Je crois que quand Jean-Jacques Servan-Schreiber a été élu député, il a voulu inscrire sur sa carte de visite « député de Meurthe-et-Moselle », le Président de l'Assemblée nationale de l'époque, Edgar Faure, lui avait envoyé une lettre lui signifiant qu'il était « député de la Nation ».

Les parlementaires doivent penser la volonté générale comme dépassant l'addition des intérêts particuliers. La présence dans les délibérations de préoccupations locales risque de faire perdre aux assemblées leur fonction de dire l'intérêt général. Cette fonction se déplacera alors ailleurs. Au Conseil d'État ? Au Conseil constitutionnel ? Je crains un affaissement de la volonté générale.

De plus, il me semble que le non cumul des mandats est un moyen de limiter la présidentialisation du régime. À la lecture des débats parlementaires qui accompagnent chaque révision constitutionnelle, on peut s'apercevoir que le Gouvernement se réjouit quand les députés sont en circonscription.... Plus les parlementaires seront à Paris, plus le Gouvernement sera sous leur contrôle.

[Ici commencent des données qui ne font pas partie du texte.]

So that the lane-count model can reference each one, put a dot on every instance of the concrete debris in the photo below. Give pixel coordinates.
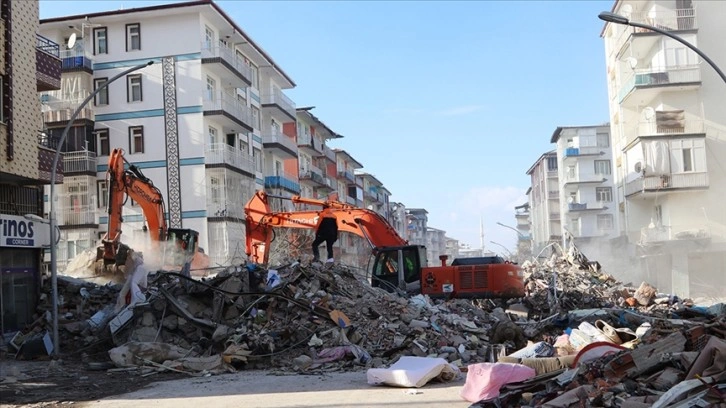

Je ne crois donc pas, à l'inverse, à l'idée selon laquelle le cumul de mandats permettrait de limiter la présidentialisation. Aujourd'hui, les parlementaires peuvent cumuler, et pourtant, ils ne s'opposent pas au Gouvernement. D'ailleurs, ceux de la majorité voteront ce texte qu'ils n'apprécient pas.

L'idée selon laquelle le cumul des mandats serait un moyen de limiter la présidentialisation n'est pas opérant - en témoignent la situation actuelle et les conditions dans lesquelles ce texte va être examiné !

M. Jean-Pierre Sueur, président. - Je souhaiterais ici intervenir, car ce que vous avez dit m'interpelle. Qu'est-ce qui vous permet de dire que les parlementaires votent contre leur volonté ? Notre Constitution permet la diversité des expressions. Je vous rappelle en outre que tout mandat impératif est nul. Les conditions d'examen des textes au Sénat, qui réunissent des majorités variables, le montrent bien...

M. Dominique Rousseau. - Je maintiens que la situation actuelle, qui autorise le cumul des fonctions, ne donne pas aux parlementaires les ressorts nécessaires pour s'opposer au président de la République. L'existence de « barons locaux », pour reprendre une expression utilisée tout à l'heure, n'y change rien : le Gouvernement préfère les parlementaires en circonscriptions !

M. Jean-Pierre Sueur, président. - Je vous remercie pour la richesse de nos échanges, qui nous ont beaucoup apporté et contribueront à enrichir le débat.